A 1959 artwork by SH Raza sits pretty on Tushar Sethi’s mantle. Another 1990 painting by the prolific artist is one of his prized possessions. “The former was gifted by Raza to his wife while they were together at a church in Paris. I enjoy the sentimental thought process associated with the work. As for the other painting, it is part of my family’s personal collection. I have seen the painting while growing up and thus it has a sentimental association more than anything else. I enjoy works of art for a few years and then maybe replace it with something else — but not those with sentimental reasoning. Those I love.” he says.
Tushar Sethi, the CEO of an online auction house called Astaguru, grew up around all things artsy thanks to his father Vikrma Sethi who has actively worked in the Indian art scene for decades now. Understandably, Sethi junior has an affinity towards art that stems from his family ties. “I enjoy the experience of putting together collections for our auctions. Curating such collections is the best part of the auction — not knowing which collector might be interested in which work. Doing research on art works and then finally seeing how the result finally unfolds. Watching the teams execute their responsibilities and generating maximum awareness for the arts is what I thoroughly enjoy,” he says.
Thankfully for Tushar and other art collectors and connoisseurs, auctions aren’t dictated by recession or economic booms, for there is a section of people —as modest as it may be — that unapologetically indulges in it. Tushar explains, “Auctions unlike most businesses are not as affected by market environments although have their own niche perception in the market space. The value of a lot is determined by the buyers, based on how much they believe the value to be. Most artworks are unique and the price is set by buyers. Some art works do well and some might not sell. I believe that auction market is an expanding space,” says Tushar who plans to diversify into other categories as well. “Our next auction as part of this plan will focus on watches and pens.”

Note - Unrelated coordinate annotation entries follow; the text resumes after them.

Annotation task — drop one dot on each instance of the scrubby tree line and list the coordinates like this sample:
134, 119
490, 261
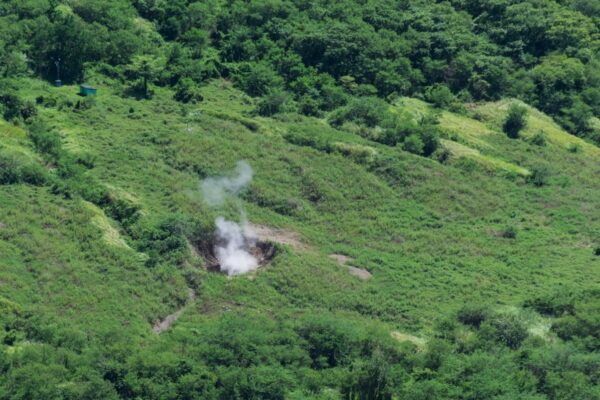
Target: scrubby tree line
478, 353
312, 57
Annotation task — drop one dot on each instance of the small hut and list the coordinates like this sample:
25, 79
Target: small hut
87, 90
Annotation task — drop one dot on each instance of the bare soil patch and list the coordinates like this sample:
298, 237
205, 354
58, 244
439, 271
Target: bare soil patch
360, 273
343, 260
263, 250
281, 236
162, 325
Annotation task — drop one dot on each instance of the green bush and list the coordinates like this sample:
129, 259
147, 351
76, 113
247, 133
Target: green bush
440, 96
46, 140
14, 169
413, 144
506, 329
272, 103
473, 314
538, 139
510, 232
186, 91
515, 120
367, 111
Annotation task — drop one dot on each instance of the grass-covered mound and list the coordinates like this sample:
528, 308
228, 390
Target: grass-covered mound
482, 256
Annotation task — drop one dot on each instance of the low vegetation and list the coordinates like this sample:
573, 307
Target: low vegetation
443, 150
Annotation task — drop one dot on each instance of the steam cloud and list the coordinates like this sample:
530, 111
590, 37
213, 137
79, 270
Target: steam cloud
233, 240
216, 189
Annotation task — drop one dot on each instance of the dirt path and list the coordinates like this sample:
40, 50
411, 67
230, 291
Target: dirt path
343, 260
165, 323
282, 236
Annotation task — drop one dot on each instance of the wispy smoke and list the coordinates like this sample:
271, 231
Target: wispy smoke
232, 248
216, 189
233, 240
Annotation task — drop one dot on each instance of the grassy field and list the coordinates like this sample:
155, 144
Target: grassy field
433, 235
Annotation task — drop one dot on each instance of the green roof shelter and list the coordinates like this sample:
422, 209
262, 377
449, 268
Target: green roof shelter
87, 90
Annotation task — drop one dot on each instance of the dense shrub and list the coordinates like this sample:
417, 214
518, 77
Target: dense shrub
440, 96
506, 329
272, 103
186, 91
515, 120
538, 139
473, 314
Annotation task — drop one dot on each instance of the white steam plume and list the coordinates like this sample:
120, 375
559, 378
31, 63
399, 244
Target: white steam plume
233, 240
232, 248
216, 189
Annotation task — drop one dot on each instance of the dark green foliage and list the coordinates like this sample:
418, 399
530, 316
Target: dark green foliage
368, 111
413, 144
506, 329
46, 140
440, 96
186, 91
473, 314
510, 232
272, 103
515, 121
12, 107
257, 79
539, 139
78, 301
14, 169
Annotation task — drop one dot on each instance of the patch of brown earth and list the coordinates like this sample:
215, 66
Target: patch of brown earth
360, 273
281, 236
162, 325
341, 259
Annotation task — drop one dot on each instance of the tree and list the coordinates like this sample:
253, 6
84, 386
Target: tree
515, 120
144, 68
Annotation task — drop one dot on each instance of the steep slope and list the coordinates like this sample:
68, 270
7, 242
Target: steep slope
81, 278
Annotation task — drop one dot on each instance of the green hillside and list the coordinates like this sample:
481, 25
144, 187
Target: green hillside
420, 251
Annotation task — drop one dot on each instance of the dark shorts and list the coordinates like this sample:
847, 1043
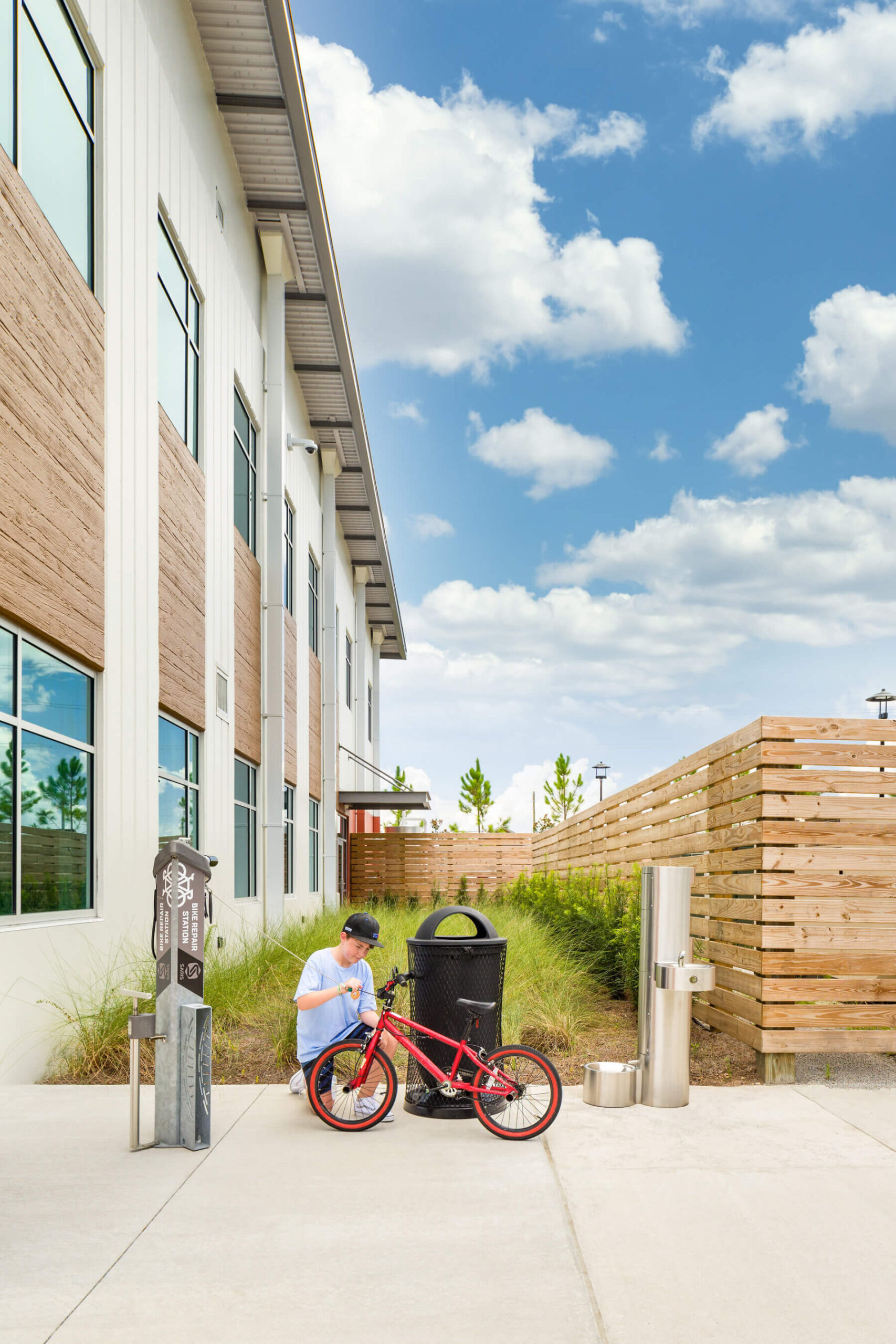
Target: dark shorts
325, 1079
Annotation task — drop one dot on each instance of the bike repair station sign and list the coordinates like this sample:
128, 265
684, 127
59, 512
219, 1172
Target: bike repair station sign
181, 909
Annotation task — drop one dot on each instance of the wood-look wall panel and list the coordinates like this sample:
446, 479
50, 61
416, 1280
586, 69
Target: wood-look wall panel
315, 760
51, 433
248, 652
182, 579
291, 701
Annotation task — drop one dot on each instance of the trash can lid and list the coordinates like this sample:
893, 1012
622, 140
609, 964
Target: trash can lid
484, 927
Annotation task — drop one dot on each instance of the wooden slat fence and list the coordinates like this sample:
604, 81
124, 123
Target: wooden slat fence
790, 826
413, 865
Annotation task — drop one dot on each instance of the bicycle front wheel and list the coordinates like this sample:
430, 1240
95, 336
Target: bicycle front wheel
535, 1101
336, 1096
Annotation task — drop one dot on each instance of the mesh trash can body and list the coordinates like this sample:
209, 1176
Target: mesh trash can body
446, 970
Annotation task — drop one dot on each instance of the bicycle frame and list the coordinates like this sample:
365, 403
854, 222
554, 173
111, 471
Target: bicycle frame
392, 1022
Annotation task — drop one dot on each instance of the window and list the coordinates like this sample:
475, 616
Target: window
244, 830
244, 474
47, 118
313, 844
178, 784
178, 344
289, 526
312, 604
289, 841
46, 781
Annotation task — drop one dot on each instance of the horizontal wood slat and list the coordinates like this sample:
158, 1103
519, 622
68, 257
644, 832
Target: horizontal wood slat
416, 865
790, 827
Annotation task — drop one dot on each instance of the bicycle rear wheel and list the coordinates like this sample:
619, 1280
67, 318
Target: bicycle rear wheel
335, 1096
537, 1096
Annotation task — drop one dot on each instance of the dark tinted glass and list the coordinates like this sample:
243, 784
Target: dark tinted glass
68, 54
244, 851
56, 155
172, 365
242, 494
56, 826
172, 749
7, 671
7, 774
244, 781
7, 71
54, 695
172, 812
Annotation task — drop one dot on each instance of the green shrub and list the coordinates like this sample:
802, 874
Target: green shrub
598, 917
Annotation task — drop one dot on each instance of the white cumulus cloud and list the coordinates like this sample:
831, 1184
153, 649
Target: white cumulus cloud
851, 361
754, 443
558, 457
821, 82
444, 256
407, 411
618, 131
429, 524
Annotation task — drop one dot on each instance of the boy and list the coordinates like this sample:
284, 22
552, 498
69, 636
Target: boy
335, 1004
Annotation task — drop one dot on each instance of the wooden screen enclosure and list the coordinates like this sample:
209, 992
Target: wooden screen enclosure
790, 826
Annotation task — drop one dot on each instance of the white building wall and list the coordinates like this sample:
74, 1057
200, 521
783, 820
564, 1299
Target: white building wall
163, 142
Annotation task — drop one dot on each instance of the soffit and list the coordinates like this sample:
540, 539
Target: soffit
250, 47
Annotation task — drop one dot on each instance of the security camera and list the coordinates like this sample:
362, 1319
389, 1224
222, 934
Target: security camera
308, 444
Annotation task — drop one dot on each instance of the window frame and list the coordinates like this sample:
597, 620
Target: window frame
186, 784
289, 557
253, 831
313, 605
20, 725
289, 841
313, 846
88, 127
193, 381
250, 452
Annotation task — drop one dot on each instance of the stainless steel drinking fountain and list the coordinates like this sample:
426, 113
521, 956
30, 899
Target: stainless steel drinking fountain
666, 984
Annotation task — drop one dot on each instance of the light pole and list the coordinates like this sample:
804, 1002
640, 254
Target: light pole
882, 701
601, 772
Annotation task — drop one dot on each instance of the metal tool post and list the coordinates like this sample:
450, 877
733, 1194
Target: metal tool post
141, 1026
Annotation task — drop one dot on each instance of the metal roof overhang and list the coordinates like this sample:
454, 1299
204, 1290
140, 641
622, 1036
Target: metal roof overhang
385, 800
253, 57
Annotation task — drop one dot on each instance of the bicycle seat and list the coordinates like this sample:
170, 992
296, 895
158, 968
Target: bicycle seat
476, 1009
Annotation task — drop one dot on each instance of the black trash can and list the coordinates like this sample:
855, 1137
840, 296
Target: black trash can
446, 970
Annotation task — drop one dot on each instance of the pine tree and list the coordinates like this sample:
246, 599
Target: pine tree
476, 793
398, 784
562, 793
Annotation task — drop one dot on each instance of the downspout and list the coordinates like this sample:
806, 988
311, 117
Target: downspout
279, 270
330, 666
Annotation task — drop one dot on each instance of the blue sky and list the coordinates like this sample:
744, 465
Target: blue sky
628, 237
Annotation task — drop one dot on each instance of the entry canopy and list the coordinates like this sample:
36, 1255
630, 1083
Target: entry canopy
385, 800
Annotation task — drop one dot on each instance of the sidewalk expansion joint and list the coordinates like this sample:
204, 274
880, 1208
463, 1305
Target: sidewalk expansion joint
575, 1246
151, 1221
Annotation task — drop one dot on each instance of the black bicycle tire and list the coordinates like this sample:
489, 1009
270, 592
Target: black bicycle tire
392, 1088
480, 1108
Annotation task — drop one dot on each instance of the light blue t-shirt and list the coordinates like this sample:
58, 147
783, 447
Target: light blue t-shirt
316, 1028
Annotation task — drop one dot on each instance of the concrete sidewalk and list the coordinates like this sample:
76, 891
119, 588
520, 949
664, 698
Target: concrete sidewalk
753, 1217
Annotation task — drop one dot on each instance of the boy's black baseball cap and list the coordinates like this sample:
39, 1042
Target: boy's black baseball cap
364, 928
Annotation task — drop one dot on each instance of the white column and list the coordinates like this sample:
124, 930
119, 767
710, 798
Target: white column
273, 555
330, 676
362, 575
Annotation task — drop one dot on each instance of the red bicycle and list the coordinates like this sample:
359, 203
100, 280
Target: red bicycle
516, 1092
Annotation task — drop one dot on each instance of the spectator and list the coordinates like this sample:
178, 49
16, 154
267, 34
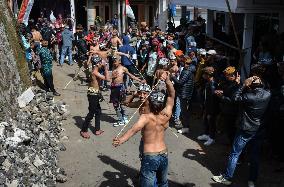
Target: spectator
184, 89
67, 38
210, 107
254, 100
46, 67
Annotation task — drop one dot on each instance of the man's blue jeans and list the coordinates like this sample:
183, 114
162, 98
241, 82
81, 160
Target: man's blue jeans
64, 52
154, 171
240, 141
177, 109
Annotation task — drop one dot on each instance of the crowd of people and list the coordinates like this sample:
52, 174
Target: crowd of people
174, 69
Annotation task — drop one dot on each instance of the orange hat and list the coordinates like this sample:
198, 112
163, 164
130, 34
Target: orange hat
179, 53
229, 70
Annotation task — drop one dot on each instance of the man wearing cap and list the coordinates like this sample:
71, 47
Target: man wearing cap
115, 41
67, 38
170, 48
142, 93
210, 107
184, 88
229, 109
94, 97
175, 70
46, 67
153, 61
154, 164
143, 56
126, 61
253, 100
118, 90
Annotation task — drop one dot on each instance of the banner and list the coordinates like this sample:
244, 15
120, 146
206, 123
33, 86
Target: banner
129, 11
72, 8
25, 11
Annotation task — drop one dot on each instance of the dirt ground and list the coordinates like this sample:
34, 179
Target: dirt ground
95, 162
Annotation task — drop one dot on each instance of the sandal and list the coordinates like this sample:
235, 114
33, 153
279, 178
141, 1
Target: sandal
99, 132
85, 135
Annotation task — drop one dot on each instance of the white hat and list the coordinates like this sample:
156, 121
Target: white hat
172, 57
201, 52
211, 52
163, 61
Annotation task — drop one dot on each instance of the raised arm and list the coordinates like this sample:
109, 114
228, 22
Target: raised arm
133, 77
171, 94
139, 125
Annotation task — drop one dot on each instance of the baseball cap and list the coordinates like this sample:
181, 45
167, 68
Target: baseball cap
144, 87
157, 97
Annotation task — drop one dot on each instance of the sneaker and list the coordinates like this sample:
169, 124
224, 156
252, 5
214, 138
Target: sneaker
126, 121
117, 124
209, 142
56, 94
177, 122
178, 126
203, 137
183, 130
251, 184
221, 179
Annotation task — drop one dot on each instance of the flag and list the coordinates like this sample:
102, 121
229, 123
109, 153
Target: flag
129, 11
25, 11
72, 8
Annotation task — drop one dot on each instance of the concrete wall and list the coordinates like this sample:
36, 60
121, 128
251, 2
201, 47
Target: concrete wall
14, 76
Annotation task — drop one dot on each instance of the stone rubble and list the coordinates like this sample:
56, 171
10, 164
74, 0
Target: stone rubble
30, 142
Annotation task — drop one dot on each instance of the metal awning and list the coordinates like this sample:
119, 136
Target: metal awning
237, 6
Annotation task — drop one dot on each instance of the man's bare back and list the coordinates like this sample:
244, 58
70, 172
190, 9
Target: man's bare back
154, 131
152, 125
117, 74
115, 42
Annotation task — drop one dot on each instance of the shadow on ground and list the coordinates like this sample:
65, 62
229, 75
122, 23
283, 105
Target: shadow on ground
79, 120
126, 175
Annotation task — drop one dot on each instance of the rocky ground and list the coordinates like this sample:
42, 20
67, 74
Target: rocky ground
95, 162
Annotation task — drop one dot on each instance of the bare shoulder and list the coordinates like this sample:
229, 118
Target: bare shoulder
125, 69
165, 114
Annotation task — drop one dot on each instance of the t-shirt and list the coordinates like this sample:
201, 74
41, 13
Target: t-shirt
152, 63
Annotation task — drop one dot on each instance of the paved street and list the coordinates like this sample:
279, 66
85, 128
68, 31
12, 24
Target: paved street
95, 162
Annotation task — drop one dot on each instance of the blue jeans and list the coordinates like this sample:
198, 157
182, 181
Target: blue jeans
64, 52
240, 141
154, 171
177, 109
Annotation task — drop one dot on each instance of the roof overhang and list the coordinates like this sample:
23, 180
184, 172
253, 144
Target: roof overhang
237, 6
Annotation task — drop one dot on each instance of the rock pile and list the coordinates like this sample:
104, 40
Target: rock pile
30, 142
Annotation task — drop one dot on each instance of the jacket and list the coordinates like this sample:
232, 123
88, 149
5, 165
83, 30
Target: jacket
126, 48
253, 105
67, 38
211, 101
227, 105
185, 84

Though the markets look more promising, we have a long way to go before we can be as appreciative of art as other societies in the world, he says. “Art is an important part of India’s culture and has a worldwide appeal too. There are several thousand galleries in New York and several hundred museums in a city like Paris. Given the size of our country, we have very few. I see this trend changing in the next few years and with more members entering this segment. Society at large needs art to be in touch with their roots and to understand the history and culture of their country visually.”